Le 11 mai dernier, une nouvelle convention fiscale entre la France et la Grèce a été signée. Celle-ci vise à stopper la double imposition dont sont victimes de nombreux fonctionnaires français installés en Grèce, tels que les professeurs. Elle doit encore être ratifiée par les parlements nationaux pour une application au premier janvier 2023 ou 2024.
“Nous sommes soulagés mais nous n’avons toujours pas le texte ! Nous attendons avec impatience de le lire” confie une professeur au lycée français Eugène Delacroix à Athènes. Depuis bientôt deux ans, les enseignants de cet établissement vivent l’enfer.
Athènes. 20 décembre 2020. Les fonctionnaires de l’Éducation nationale reçoivent un curieux “cadeau de Noël” du fisc grec, à savoir un redressement fiscal d’un montant exorbitant, sur leurs revenus de l’année 2014. Serait-ce une erreur du fisc ? Il semble que non.
Car si les professeurs français sont détachés par leur État et donc soumis à son imposition, ils sont également rattachés à la Convention fiscale bilatérale entre leur pays d’origine et leur pays de résidence, à savoir la Grèce. Or dans cette convention, qui date de 1963, plusieurs points prêtent à l’interprétation. D’un côté, il est déclaré que les revenus des fonctionnaires français sont imposables en France, mais pas “exclusivement”. D’un autre, l’article 21 du texte est différent entre la version française et hellénique car assujetti au droit local, et stipule que le pays méditerannéen peut imposer les Français sous réserve de retirer la somme déjà payée dans l’hexagone. Durant des années, la Grèce n’a pas imposé les résidents français en Grèce car elle avait la possibilité de ne pas le faire, et ne demandait pas à la France de lui transmettre leur fiche fiscale. Mais en 2014 tout s’est accéléré.

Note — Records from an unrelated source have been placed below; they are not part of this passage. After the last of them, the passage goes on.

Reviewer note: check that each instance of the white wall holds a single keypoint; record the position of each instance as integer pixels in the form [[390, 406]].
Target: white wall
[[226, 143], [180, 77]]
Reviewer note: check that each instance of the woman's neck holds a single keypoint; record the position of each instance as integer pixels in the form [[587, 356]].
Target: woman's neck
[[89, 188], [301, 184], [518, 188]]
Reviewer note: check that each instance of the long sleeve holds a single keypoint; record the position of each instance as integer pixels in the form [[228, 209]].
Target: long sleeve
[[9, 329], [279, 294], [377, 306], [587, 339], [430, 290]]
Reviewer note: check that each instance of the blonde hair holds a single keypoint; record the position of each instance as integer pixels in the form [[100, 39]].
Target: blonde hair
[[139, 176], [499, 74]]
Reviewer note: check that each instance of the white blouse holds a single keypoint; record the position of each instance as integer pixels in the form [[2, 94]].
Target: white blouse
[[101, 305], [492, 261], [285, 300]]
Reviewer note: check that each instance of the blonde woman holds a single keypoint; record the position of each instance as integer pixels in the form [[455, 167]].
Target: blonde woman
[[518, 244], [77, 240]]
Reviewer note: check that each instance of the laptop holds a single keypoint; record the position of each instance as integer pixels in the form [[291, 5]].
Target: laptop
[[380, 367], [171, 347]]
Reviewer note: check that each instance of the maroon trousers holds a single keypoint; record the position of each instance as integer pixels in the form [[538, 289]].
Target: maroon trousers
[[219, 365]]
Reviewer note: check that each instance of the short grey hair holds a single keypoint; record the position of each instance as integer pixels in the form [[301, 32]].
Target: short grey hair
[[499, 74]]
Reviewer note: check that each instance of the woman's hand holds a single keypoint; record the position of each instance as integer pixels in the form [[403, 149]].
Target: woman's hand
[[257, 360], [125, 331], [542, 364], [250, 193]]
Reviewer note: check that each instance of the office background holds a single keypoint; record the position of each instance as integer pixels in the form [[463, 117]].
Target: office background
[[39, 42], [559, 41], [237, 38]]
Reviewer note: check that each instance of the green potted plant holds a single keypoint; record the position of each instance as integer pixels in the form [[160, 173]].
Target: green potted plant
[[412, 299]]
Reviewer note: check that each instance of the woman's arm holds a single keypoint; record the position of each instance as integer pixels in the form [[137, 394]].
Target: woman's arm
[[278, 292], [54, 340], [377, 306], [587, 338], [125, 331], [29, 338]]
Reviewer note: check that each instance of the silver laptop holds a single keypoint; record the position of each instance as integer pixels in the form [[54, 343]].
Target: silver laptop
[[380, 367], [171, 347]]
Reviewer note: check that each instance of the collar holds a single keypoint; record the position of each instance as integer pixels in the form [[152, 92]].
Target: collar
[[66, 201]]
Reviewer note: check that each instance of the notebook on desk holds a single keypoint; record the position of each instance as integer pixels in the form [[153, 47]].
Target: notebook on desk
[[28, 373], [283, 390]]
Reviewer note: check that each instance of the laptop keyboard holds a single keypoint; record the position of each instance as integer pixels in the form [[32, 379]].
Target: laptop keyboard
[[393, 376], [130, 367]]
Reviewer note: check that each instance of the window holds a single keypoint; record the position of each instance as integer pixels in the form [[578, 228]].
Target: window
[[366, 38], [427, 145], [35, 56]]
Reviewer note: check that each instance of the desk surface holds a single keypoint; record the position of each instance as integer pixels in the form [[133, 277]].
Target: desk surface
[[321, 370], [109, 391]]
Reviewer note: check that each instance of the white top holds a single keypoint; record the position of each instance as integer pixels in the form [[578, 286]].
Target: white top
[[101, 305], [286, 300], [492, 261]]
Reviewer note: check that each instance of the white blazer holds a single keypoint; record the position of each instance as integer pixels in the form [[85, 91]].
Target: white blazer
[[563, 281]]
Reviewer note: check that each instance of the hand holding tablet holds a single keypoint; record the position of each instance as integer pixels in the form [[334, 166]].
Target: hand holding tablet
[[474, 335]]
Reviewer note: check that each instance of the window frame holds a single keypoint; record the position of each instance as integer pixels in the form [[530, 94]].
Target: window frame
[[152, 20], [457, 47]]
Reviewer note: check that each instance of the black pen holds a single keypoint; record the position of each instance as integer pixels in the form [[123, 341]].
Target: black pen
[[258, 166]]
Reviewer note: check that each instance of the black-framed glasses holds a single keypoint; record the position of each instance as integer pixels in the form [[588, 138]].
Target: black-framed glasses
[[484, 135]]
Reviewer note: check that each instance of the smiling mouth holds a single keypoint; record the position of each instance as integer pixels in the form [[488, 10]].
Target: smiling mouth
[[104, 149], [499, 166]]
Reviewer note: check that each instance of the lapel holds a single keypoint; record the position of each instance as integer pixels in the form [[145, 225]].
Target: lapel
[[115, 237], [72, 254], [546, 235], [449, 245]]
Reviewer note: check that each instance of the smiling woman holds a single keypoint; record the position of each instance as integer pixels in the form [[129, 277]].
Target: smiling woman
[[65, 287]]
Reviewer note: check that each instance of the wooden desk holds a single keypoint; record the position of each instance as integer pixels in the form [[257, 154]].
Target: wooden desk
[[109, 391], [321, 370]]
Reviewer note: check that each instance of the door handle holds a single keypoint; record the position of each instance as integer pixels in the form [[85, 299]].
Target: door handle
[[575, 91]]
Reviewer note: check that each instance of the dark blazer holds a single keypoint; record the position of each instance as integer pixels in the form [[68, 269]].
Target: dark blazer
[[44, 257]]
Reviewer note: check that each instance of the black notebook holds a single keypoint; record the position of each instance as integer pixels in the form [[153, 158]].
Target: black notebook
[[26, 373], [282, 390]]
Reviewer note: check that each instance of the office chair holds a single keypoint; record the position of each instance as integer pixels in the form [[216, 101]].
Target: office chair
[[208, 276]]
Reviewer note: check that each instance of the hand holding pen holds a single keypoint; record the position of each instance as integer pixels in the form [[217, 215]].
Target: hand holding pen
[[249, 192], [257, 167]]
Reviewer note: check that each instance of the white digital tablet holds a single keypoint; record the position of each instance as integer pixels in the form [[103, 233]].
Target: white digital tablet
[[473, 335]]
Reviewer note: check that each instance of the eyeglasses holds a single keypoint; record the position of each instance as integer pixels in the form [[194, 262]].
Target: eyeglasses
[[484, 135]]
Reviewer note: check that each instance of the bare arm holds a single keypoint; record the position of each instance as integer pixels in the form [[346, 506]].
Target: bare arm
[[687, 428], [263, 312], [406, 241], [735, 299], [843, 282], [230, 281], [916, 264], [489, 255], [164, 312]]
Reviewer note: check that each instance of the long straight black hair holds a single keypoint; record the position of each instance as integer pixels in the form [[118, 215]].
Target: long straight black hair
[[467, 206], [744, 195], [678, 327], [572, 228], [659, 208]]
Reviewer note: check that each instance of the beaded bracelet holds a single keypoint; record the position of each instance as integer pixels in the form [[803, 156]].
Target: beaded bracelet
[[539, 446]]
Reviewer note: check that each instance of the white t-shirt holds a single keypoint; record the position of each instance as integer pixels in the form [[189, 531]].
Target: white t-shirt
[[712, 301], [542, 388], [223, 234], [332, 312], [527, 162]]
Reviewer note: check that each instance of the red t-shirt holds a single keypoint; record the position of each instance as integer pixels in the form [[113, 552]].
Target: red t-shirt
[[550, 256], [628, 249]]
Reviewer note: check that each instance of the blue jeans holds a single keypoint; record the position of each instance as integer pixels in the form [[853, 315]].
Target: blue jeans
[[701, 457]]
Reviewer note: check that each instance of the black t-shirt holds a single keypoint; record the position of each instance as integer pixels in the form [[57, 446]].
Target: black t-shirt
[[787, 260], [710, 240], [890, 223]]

L’échange automatique des données fiscales
Le 15 juillet 2014, le Conseil de l’OCDE signe la Norme commune de déclaration (NCD/CRS) suite aux demandes des dirigeants du G20. Celle-ci tend à limiter les évasions
fiscales, grâce à l’échange automatique des données financières et fiscales entre les juridictions. De fait, Paris a donc envoyé les informations concernant ses citoyens résidents à l’étranger aux pays d’accueil, dont la Grèce. Néanmoins, dans les documents fiscaux, l’administration française n’a pas inscrit les enseignants dans la case “source publique” comme cela aurait dû l’être, mais dans “autres revenus”. Or, d’après la convention bilatérale, il s’agit de ressources imposables en Grèce.
Nous revoici en décembre 2020, au moment où les professeurs du lycée Eugène Delacroix découvrent cette erreur de la part de Bercy. Alors pourquoi leur terre d’accueil est-elle revenue à l’année 2014 précisément ? Car, le délai de prescription pour faire la demande est de six ans. Par ailleurs, entre les pénalités de retard et les taux de taxation importants en Grèce, les enseignants ont eu des relèvements élevés de 8000 à 20 000€ pour certains… Cerise sur le gâteau, ils avaient jusqu’au 31 décembre de la même année pour s’acquitter de leur redevance avant de voir leurs biens se faire saisir, comme l’avait révélé le journal Marianne en janvier 2021.
Face à cette situation, les instituteurs ont tenté de saisir les autorités françaises et grecques, mais leurs cris d’alerte sont longtemps restés vains. Ils ont donc monté leur propre dossier, et sont “devenus de véritables experts en questions fiscales” a plaisanté avec amertume l’enseignante à Athènes, en février dernier. A cette date, la nouvelle convention fiscale bilatérale était censée être ratifiée par les deux pays. Mais c’est finalement trois mois plus tard, le 11 mai 2022 exactement, que les signatures libératrices ont été apposées. Si pour l’heure, le texte n’est pas encore disponible sur le site impots.gouv.fr, et n’a pas encore été validé par le Parlement français, nous pouvons nous attendre à ce qu’il le soit prochainement.